Wife beating

1782 caricature of Judge Francis Buller.

Wife beating is the nonconsensual corporal punishment of a wife at the hands of her husband. It can be considered a form of domestic violence. Today, the term has negative connotations, although it has been traditionally accepted in many cultures that the husband, as head of the household in a patriarchy, had authority over his wife and this included the right of chastisement.

The term "wife beating" does not say anything about what body part is beaten, and how. So it can refer to anything from a punch with a fist to a chastisement with a stick, cane, or other implement. If the beating is a spanking, it is a special case of nonconsensual domestic spanking in which the spanker is the husband and the spankee is the wife. It is not to be confused with domestic discipline, sensual or erotic spanking, which are consensual.


In very few legal systems the non-excessive, appropriate, non-abusive, corporal punishment of wives is explicitly permitted. Even within consenting BDSM or domestic discipline relationships, excessive punishment is frequently treated as a statutory assault. Many juristictions and countries have avoided the issue of domestic violence on the grounds it is a private matter and usually unsolvable by outside interference - this should not be mistaken for wife beating being a legal act. There are countries however, many of which are Islamic by culture, in which non-excessive wife beating is socially accepted and legal to the present day.

The phrase "rule of thumb", is incorrectly attributed to an opinion rendered in 1782 by English Judge Francis Buller that a man had a right to beat his wife with a stick provided it was no thicker than his thumb. It has also been asserted that this "rule of thumb" was inherited into American common law.[1] Judge Buller's statement was at the time criticised as incorrect.
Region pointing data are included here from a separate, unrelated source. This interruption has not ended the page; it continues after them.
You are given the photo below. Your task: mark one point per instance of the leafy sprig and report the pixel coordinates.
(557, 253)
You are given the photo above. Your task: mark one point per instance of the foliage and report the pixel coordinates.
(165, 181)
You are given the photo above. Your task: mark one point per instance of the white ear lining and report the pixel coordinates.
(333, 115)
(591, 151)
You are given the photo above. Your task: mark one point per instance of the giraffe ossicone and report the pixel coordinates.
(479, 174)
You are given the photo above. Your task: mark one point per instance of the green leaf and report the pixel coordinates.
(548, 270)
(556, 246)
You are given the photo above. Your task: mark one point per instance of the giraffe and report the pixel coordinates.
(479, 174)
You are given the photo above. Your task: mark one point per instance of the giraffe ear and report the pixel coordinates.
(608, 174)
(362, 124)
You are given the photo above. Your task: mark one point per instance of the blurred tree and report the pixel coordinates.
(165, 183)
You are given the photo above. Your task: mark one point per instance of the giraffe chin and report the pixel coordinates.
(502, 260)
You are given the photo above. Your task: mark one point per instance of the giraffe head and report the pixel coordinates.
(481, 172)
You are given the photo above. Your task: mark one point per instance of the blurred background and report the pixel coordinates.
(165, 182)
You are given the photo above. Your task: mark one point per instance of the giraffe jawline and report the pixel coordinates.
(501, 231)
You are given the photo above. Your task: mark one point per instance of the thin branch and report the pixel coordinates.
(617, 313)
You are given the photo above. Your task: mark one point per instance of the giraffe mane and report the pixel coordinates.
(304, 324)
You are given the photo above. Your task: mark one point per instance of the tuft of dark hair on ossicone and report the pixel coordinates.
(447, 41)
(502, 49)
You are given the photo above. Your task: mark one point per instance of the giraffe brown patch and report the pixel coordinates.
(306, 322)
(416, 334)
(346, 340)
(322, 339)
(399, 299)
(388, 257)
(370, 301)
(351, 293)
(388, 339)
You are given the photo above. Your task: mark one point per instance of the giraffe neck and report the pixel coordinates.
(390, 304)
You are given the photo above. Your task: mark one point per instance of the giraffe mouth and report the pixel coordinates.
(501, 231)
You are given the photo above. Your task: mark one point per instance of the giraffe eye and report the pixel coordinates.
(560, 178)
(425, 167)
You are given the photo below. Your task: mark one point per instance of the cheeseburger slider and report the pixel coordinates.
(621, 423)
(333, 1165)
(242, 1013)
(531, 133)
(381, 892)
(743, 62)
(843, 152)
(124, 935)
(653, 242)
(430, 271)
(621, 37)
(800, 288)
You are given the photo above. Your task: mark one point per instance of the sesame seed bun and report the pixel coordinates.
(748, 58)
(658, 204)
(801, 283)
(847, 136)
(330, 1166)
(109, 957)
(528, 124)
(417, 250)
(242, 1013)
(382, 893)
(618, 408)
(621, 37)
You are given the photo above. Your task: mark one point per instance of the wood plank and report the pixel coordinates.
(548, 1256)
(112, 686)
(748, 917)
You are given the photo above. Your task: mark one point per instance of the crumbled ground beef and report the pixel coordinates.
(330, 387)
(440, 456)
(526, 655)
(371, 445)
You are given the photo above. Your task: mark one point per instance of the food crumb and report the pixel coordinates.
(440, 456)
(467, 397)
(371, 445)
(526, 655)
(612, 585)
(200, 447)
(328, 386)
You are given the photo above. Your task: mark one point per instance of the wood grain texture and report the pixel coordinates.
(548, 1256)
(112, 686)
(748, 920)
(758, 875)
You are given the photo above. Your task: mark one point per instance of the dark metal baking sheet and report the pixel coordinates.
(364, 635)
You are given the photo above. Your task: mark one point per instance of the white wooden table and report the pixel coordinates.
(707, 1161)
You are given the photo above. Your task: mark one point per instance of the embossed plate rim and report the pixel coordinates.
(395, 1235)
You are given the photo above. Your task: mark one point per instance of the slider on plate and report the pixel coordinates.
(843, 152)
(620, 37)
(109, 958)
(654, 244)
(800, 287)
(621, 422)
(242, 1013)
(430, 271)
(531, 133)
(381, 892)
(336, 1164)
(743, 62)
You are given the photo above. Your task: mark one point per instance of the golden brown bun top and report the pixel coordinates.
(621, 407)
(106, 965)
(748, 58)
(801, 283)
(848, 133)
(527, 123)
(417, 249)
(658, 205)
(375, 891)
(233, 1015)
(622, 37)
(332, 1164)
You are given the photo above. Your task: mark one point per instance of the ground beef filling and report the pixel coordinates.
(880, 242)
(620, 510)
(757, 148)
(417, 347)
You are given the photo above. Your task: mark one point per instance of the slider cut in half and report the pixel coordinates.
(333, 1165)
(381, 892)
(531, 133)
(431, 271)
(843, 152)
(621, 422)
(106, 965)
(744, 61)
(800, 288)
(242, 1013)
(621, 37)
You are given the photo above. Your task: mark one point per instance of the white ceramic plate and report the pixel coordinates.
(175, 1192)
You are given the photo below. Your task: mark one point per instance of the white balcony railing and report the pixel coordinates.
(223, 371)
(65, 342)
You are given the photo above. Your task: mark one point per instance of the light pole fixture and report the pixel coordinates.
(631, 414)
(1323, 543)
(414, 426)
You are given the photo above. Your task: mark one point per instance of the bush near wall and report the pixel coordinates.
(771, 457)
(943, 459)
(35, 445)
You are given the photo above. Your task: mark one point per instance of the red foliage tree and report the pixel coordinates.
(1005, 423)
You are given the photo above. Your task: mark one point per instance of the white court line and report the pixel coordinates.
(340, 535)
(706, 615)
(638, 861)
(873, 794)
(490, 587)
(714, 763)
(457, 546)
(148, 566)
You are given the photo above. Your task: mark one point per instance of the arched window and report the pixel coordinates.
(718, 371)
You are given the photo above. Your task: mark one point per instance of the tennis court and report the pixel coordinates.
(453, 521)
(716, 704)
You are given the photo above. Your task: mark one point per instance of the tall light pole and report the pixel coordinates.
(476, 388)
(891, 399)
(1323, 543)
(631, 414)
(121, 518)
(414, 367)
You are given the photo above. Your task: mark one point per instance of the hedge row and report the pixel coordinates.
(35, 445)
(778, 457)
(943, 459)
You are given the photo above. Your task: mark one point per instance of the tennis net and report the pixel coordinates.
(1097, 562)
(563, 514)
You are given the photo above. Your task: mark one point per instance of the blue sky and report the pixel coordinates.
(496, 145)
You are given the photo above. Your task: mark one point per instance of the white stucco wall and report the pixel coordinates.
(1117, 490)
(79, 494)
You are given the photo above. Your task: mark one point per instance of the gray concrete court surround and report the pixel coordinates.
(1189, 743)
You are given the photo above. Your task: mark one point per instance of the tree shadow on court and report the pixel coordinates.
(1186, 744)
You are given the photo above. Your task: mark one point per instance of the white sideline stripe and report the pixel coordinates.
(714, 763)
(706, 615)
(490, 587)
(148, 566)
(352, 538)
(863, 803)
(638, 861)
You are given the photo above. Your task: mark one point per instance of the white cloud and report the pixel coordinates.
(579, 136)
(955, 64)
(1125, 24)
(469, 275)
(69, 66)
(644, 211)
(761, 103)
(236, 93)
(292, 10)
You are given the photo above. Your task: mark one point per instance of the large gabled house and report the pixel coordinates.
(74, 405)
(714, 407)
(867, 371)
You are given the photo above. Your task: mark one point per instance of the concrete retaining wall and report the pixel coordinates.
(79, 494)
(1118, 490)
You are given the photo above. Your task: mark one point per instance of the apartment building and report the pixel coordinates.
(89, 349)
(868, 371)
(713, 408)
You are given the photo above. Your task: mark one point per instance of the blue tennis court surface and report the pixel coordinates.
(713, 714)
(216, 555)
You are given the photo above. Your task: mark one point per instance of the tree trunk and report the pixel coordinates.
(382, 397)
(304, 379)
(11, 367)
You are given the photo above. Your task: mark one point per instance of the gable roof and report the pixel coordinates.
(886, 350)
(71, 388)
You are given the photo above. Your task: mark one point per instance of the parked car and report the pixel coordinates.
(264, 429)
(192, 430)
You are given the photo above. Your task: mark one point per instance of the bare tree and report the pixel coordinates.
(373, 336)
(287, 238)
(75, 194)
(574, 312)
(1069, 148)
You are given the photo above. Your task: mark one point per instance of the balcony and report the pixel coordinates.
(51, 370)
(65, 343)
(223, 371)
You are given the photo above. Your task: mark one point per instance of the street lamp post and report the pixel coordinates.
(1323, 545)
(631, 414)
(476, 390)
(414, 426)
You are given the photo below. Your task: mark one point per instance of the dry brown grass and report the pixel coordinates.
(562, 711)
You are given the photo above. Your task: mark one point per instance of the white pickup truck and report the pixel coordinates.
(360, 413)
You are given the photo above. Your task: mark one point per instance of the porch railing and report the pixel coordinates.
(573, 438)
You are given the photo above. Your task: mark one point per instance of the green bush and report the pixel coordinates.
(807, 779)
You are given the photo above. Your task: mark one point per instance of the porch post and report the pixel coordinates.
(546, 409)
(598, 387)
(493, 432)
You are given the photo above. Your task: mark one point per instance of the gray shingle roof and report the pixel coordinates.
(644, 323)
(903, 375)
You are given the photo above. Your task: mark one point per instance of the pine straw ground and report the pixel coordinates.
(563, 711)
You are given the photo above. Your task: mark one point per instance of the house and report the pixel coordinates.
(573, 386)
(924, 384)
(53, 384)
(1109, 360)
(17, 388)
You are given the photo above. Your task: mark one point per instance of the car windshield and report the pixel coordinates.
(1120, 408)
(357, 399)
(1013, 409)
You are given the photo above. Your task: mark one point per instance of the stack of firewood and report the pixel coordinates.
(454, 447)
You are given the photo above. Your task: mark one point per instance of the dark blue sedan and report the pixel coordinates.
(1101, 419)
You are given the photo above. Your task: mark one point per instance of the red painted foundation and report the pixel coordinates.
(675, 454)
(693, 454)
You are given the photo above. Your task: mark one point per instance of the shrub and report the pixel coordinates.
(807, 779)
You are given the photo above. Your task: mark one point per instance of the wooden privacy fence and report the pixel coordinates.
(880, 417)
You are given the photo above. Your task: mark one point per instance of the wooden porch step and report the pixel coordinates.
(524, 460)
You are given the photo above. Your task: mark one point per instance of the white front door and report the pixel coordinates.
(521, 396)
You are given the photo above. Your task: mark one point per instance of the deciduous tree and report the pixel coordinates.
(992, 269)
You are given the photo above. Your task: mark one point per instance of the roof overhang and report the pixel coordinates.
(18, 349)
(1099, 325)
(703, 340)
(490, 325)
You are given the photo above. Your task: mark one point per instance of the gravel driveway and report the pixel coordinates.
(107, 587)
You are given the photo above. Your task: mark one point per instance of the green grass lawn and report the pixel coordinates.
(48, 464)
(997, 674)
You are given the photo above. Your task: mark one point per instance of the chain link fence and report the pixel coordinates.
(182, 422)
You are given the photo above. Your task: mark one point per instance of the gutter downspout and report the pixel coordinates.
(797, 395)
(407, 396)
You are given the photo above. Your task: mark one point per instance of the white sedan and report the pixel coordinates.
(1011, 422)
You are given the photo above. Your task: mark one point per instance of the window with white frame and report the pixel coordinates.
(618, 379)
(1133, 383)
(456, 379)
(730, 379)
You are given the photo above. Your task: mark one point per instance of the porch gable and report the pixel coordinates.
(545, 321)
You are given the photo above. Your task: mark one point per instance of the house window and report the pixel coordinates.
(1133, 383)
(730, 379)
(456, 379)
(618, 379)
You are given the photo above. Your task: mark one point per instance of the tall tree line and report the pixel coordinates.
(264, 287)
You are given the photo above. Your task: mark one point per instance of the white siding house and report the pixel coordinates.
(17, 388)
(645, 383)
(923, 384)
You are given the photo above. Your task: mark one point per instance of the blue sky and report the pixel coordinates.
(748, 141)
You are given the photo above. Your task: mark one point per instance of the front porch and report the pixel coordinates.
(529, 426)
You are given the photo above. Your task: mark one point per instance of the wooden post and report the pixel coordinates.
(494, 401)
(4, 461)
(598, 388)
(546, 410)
Blakestone's 1765 Commentaries on the Laws of England notes that wife-beating was actually prohibited under English law, although some courts generally exercised leniency in allowing husbands to apply "moderate correction" to their wives within "reasonable bounds." Again, this was not due to the legality of the act, merely the choice of the judiciary not to intervene.


There is a frequently disputed line in the Qur'an that permits or encourages wife beating, depending on the interpretation.

Spanking vs violenceEdit

An interesting differenciation between socially unacceptable wife-beating (which was seen as violence) vs. acceptable spanking (smacking) of women (which was not) in the mid-20th century is discussed in Spanking in comics 1938-1970, section "Social Barometers". Spanking, then, was seen as something completely different from "beating". A similar distinction is found in the term "hitting".